1154.
It is common in every class of life, for the inferior to imitate the superior: If the real lady claims a head-dress sixteen inches high, that of the imaginary lady will immediately begin to thrive. The family, or surname, entered with William the First, and was soon the reigning taste of the day: A person was thought of no consequence without a surname, and even the depressed English, crept into the fashion, in imitation of their masters. I have already mentioned the Earl of Warwick, father of a numerous race now in Birmingham; whose name before the conquest was simply Turchill, but after, Turchill de Arden, (Matter of the Woods) from his own estate.
Thus the family of whom I speak, chose to dignify themselves with the name of de Birmingham.
Peter wisely consulted his own interest, kept fair with Paganall his Lord, and obtained from him, in 1166, nine Knight's-fees, which he held by military service.
A Knight's-fee, though uncommon now, was a word well understood 600 years ago. It did not mean, as some have imagined, fifteen pounds per annum, nor any determinate sum; but as much land as would support a gentleman. This Peter was fewer to Paganall, (waited at his table) though a man of great property.

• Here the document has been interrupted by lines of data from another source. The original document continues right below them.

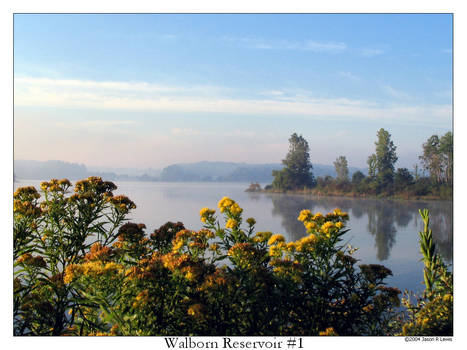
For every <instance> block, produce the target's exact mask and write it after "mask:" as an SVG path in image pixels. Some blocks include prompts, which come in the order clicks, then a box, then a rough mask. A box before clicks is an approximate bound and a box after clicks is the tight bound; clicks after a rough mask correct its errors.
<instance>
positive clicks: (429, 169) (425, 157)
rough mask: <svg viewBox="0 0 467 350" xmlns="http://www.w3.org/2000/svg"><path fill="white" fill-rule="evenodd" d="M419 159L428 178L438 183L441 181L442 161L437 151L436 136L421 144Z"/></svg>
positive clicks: (437, 137) (442, 164) (437, 136)
mask: <svg viewBox="0 0 467 350" xmlns="http://www.w3.org/2000/svg"><path fill="white" fill-rule="evenodd" d="M419 158H420V160H421V161H422V164H423V168H424V169H425V170H427V171H428V172H429V173H430V177H431V178H432V179H433V180H434V181H436V182H438V183H440V182H441V181H442V173H443V160H442V158H441V154H440V150H439V137H438V135H432V136H431V137H430V138H429V139H428V140H427V141H426V142H425V143H424V144H423V154H422V155H421V156H420V157H419Z"/></svg>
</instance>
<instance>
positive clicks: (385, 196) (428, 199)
mask: <svg viewBox="0 0 467 350" xmlns="http://www.w3.org/2000/svg"><path fill="white" fill-rule="evenodd" d="M245 192H248V193H273V194H285V195H303V196H307V195H308V196H315V197H318V198H319V197H346V198H359V199H386V200H392V201H453V197H450V198H444V197H441V196H404V195H397V194H395V195H390V196H387V195H374V194H368V193H361V194H359V193H348V192H326V193H322V192H320V191H316V190H309V189H307V190H288V191H279V190H265V189H261V190H254V191H252V190H249V189H248V188H247V189H246V190H245Z"/></svg>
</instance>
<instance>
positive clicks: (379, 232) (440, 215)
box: [267, 194, 453, 263]
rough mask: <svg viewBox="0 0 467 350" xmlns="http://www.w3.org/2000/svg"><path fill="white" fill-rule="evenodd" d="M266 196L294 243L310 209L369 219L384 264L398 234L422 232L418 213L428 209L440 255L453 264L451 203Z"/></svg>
mask: <svg viewBox="0 0 467 350" xmlns="http://www.w3.org/2000/svg"><path fill="white" fill-rule="evenodd" d="M267 196H268V197H269V198H270V199H271V201H272V203H273V210H272V214H273V216H280V217H281V219H282V226H283V227H284V229H285V231H286V232H287V234H288V235H289V236H290V238H291V239H292V240H297V239H300V238H301V237H303V236H304V235H305V234H306V232H305V228H304V227H303V224H302V223H301V222H300V221H298V220H297V217H298V214H299V213H300V211H301V210H302V209H310V210H311V211H312V212H313V213H316V212H317V211H319V210H322V211H323V210H326V211H329V210H332V209H334V208H340V209H341V210H343V211H347V212H348V213H349V215H350V218H351V219H352V217H355V218H361V217H363V216H364V215H366V216H367V218H368V223H367V228H366V229H367V232H368V233H369V234H370V235H371V236H373V237H374V242H375V247H376V250H377V253H376V255H377V258H378V259H379V260H381V261H383V260H386V259H388V258H389V257H390V254H391V249H392V248H393V246H394V244H395V242H396V235H397V232H398V230H400V229H402V228H405V227H407V226H408V225H409V224H411V223H412V225H413V230H414V234H417V233H418V231H420V230H422V226H423V224H422V222H421V220H420V218H419V213H418V210H419V209H424V208H427V209H429V211H430V226H431V228H432V230H433V238H434V240H435V243H436V245H437V247H438V249H439V252H440V254H441V255H442V256H443V258H444V259H445V260H446V262H448V263H451V262H452V232H453V222H452V202H451V201H402V200H401V201H395V200H383V199H362V198H343V197H311V196H304V195H283V194H267ZM323 208H324V209H323ZM323 214H325V213H324V212H323ZM350 228H351V229H352V227H350Z"/></svg>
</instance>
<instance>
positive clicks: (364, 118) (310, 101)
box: [15, 78, 451, 133]
mask: <svg viewBox="0 0 467 350" xmlns="http://www.w3.org/2000/svg"><path fill="white" fill-rule="evenodd" d="M183 89H185V91H187V93H186V94H183V95H180V94H178V91H180V90H183ZM382 89H383V90H384V91H385V92H386V93H387V94H388V95H391V96H393V97H396V98H399V99H404V98H407V94H405V93H403V92H401V91H398V90H396V89H394V88H392V87H391V86H388V85H386V86H382ZM148 91H150V93H147V92H148ZM159 91H161V92H160V93H159ZM167 91H174V93H173V94H168V93H167ZM226 91H227V90H226ZM272 91H275V90H272ZM278 91H279V90H278ZM273 95H274V94H273ZM258 96H260V95H258ZM277 96H279V94H277V95H276V96H264V97H259V98H256V99H243V98H235V97H228V96H223V95H219V96H216V95H206V93H205V92H204V91H201V90H200V89H198V88H193V87H180V88H178V87H166V86H161V85H154V84H150V83H143V82H135V83H125V82H93V81H79V80H73V81H69V80H53V79H34V78H19V79H15V106H16V107H24V106H27V107H56V108H76V109H82V108H87V109H95V110H127V111H128V110H131V111H151V112H160V113H166V112H172V113H182V114H189V113H215V114H218V115H226V114H234V115H265V116H271V117H273V116H291V115H296V116H303V117H309V118H311V119H315V120H316V119H318V120H319V119H335V120H345V119H350V118H352V119H360V120H382V119H386V120H391V121H394V122H396V121H398V122H400V123H404V124H406V123H424V124H432V125H445V124H446V121H448V120H450V119H451V105H426V106H414V105H391V104H389V103H385V104H381V103H376V102H372V101H367V100H359V99H347V98H316V97H310V96H307V95H306V94H298V95H292V94H287V96H286V97H281V96H280V99H277ZM96 123H101V124H102V123H105V121H103V122H97V121H96ZM117 123H120V125H121V123H122V121H120V122H117ZM125 123H128V122H125V121H123V124H125ZM175 132H177V131H175ZM178 132H179V133H183V132H184V133H187V132H188V131H187V130H185V131H183V129H180V130H179V131H178Z"/></svg>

The splendor in which the great Barons of that age lived, was little inferior to royalty.
The party distinctions also of Saxon and Norman, in the twelfth century, began to die away, as the people became united by interest or marriage, like that of Whig and Tory, in the eighteenth. And perhaps there is not at present a native that does not carry in his veins the blood of the four nations that were grafted upon the Britons.
Peter himself lived in affluence at his castle, then near Birmingham, now the Moat, of which in the next section. He also obtained from Henry the Second, as well as from Paganall the Lord paramount, several valuable privileges for his favourite inheritance of Birmingham. He bore for his arms, azure, a bend lozenge, of five points, or; the coat of his ancestors.